Empapados de gloria

Primera | Osasuna 1 - Real Madrid 2

Empapados de gloria

Empapados de gloria

Heroica remontada que vale una Liga. Puñal adelantó a Osasuna a falta de seis minutos. Robben e Higuaín marcaron después. Guinda al título

Lo necesitaba la Liga y lo requería el campeón. No existe un torneo mediocre con un final así. No hay un equipo mediano con una determinación tan grande. El Madrid ha ganado su 31ª Liga y la ha conectado con todas las demás, con su historia fabulosa, con esa leyenda que niega la rendición por encima de cualquier adversidad. Que nadie lo olvide: el uniforme es blanco para llenarlo de barro y de sangre. Y así terminaron las camisetas anoche. Manchadas de gloria. De campeón.

El guión fue brutal y se guardó un desenlace grandioso, que me perdone Osasuna. El Madrid perdía 1-0 a siete minutos del final, rasgado por un penalti absurdo, palmeo de Heinze. A tres de la conclusión, Robben empató con un cabezazo que pertenecía a Van Nistelrooy. A 120 segundos del final se obró el milagro. Diarra avanzó como un soldado entre el fuego de morteros y se derrumbó en la frontal, exhausto y acribillado. Entonces Sergio Ramos abrió a Higuaín y el chico marcó en un gol todos los goles que había fallado antes, cincuenta o mil. El jugador que disparaba por encima del arco iris cargó en su pierna derecha toda la rabia por las dudas ajenas, por los comentarios que duelen. Y el balón que salió de allí fue de fuego y revancha. Imparable, por tanto.

La historia se resolvió en ese golpe final, pero hubo un momento clave. Después de una primera parte controlada por Osasuna, el partido debía estallar en la segunda mitad y lo hizo. Había mucha emotividad, excesiva tensión, demasiado en juego. Y fueron cayendo los más débiles. Primero, Cannavaro. A los 20 segundos de la reanudación, el napolitano derribó por detrás a Plasil y vio la segunda tarjeta amarilla. Es cierto que intentó frenarse, pero es verdad que se lo llevó por delante. Y no vean en ello ni maldad ni rudeza. Cannavaro tiene un exceso de energía como otros tienen exceso de grasa, o de seborrea.

El Madrid perdió un defensa, pero ganó algo mucho más importante: heroismo. En el mismo instante de la expulsión, su partido dejó de ser mediocre para convertirse en épico. Y así quiso responder el equipo, con grandeza, al límite de sus fuerzas.
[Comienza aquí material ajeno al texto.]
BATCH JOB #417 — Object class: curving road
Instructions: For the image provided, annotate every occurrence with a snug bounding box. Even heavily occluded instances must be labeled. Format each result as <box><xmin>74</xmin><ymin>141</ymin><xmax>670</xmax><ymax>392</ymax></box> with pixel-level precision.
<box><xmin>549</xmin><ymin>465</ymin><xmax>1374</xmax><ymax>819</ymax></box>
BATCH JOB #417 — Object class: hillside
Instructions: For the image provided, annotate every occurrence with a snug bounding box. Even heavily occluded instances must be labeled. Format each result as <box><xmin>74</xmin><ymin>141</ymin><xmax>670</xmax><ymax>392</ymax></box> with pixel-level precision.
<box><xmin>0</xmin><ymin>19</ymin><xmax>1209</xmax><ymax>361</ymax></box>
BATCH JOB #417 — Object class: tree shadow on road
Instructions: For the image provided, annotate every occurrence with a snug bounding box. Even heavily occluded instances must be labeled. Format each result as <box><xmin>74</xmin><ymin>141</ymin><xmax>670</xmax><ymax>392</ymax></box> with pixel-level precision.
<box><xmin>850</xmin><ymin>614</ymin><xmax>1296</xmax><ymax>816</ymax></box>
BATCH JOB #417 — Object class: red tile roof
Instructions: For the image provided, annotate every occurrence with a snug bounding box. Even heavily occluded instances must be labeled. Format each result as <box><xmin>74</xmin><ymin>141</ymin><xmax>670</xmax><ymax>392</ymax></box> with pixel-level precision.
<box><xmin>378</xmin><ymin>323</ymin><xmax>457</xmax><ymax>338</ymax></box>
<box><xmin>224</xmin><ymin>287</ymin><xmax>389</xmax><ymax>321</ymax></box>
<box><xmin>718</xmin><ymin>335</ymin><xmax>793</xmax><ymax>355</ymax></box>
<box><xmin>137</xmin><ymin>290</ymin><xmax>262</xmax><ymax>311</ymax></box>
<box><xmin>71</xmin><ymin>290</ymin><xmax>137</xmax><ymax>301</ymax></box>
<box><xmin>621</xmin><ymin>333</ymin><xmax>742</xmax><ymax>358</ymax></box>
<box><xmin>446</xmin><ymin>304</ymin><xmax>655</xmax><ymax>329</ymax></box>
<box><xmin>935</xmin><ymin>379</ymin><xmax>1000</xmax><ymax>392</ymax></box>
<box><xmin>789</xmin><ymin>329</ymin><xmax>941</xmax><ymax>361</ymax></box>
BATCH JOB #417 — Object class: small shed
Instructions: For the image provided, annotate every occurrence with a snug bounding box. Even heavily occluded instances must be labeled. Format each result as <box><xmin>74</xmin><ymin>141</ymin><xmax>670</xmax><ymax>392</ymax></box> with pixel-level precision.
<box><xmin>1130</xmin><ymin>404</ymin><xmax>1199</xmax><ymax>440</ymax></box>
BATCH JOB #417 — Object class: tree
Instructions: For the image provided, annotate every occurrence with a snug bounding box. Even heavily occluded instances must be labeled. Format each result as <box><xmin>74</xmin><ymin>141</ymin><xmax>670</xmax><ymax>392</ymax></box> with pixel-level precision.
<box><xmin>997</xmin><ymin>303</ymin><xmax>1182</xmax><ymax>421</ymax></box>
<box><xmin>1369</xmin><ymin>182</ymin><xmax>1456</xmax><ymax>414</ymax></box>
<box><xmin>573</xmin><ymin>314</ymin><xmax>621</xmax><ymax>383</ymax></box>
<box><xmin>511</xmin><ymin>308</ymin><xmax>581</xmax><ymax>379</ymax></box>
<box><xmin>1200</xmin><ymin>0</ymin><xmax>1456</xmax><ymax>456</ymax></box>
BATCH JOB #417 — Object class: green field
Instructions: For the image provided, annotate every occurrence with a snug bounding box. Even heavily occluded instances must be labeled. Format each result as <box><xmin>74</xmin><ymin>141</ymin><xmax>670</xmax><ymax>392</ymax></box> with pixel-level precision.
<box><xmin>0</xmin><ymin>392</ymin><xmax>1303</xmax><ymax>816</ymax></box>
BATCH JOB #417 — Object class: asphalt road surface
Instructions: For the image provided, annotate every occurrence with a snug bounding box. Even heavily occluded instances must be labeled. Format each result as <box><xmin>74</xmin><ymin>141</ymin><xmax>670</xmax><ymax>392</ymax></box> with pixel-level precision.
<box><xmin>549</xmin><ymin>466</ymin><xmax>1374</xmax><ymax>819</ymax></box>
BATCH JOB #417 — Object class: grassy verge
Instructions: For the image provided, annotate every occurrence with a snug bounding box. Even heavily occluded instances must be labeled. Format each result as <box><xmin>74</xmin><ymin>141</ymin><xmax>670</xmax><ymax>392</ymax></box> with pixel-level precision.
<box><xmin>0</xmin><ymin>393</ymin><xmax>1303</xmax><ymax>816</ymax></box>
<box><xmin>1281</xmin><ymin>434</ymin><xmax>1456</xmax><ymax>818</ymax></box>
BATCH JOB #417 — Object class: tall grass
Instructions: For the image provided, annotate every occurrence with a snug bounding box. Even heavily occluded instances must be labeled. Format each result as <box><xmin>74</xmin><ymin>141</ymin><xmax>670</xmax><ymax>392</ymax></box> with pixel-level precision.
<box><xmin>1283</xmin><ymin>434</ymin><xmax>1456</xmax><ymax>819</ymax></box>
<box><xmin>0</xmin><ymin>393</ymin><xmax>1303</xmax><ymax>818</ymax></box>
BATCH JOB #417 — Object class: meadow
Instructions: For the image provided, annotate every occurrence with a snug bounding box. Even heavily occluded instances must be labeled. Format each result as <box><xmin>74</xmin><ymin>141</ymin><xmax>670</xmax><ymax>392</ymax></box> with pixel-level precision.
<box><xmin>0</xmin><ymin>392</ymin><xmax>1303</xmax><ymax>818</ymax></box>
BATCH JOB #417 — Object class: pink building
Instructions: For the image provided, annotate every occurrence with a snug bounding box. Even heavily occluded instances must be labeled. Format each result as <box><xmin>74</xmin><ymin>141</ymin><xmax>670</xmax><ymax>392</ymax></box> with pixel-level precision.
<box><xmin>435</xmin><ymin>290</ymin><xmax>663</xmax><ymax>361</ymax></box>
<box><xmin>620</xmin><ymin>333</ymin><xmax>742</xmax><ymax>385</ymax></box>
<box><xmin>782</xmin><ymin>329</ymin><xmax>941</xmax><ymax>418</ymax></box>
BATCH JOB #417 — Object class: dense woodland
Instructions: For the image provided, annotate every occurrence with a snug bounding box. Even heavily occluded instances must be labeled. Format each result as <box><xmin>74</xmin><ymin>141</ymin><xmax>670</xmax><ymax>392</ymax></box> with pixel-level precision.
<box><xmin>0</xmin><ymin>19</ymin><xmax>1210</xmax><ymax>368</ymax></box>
Empapado por el torrente que caía del cielo.

La expulsión era una oportunidad para redimir un partido y para exaltar una Liga. Para olvidar los minutos anteriores y empezar de nuevo. Hasta entonces, Osasuna había dominado el juego y el escenario. Sin despreciar los choques, se apoderó del balón y cayó en su paradoja. El equipo recurre a los valores de la tribu para hacerse notar (pelea, coraje, mordiscos), pero su fútbol no es ese. Osasuna, su juventud, tiene calidad y recuerda en ese sentido al Athletic y a sus jóvenes, cuyo carácter mítico se define en los poemas a golpe de pelotón que los arrollo, aunque hoy esos chicos se expresan a ras de hierba.

Problemas. En el Madrid algo no funcionaba, o mejor será decir que funcionaba al revés. El hecho es que mientras Sneijder apenas aparecía, Diarra estaba espléndido, en largo, en corto y en la media distancia. En cualquier caso, Guti se echaba en falta y ni siquiera el magnífico rendimiento de Gago (sublime en la contención) cubría su ausencia, su capacidad de construcción.

Con el partido en llamas, los madridistas reclamaron mano de Monreal, que braceó presionado por Raúl. Osasuna respondió con varias ocasiones encadenadas. En un intento de controlar ese puñado de nervios, los entrenadores movieron ficha y las arrastraron todas. Ziganda dio entrada a Pandiani y Kike Sola, en lugar de Portillo y Javier Flaño. Schuster subió la apuesta: retiró a Raúl por Higuaín.

A continuación se despeñó el partido. Heinze cometió penalti y al caer tuvo suerte, porque le pisotearon la mano izquierda y la sangre le pringó la camiseta. Puñal marcó. Arreciaba la lluvia. Y se cocía el barro.

La reacción del Madrid fue furiosa. Higuaín sacó una falta y Robben marcó el primer gol de cabeza de su vida. Lo que vino recordó a un huracán y Osasuna no acertó a cerrar las puertas porque las puertas ya habían volado.

Cuando Higuaín controló el último balón ya lo tenía todo planeado: dejarse el alma. Lo necesitaba él, la Liga y el campeón.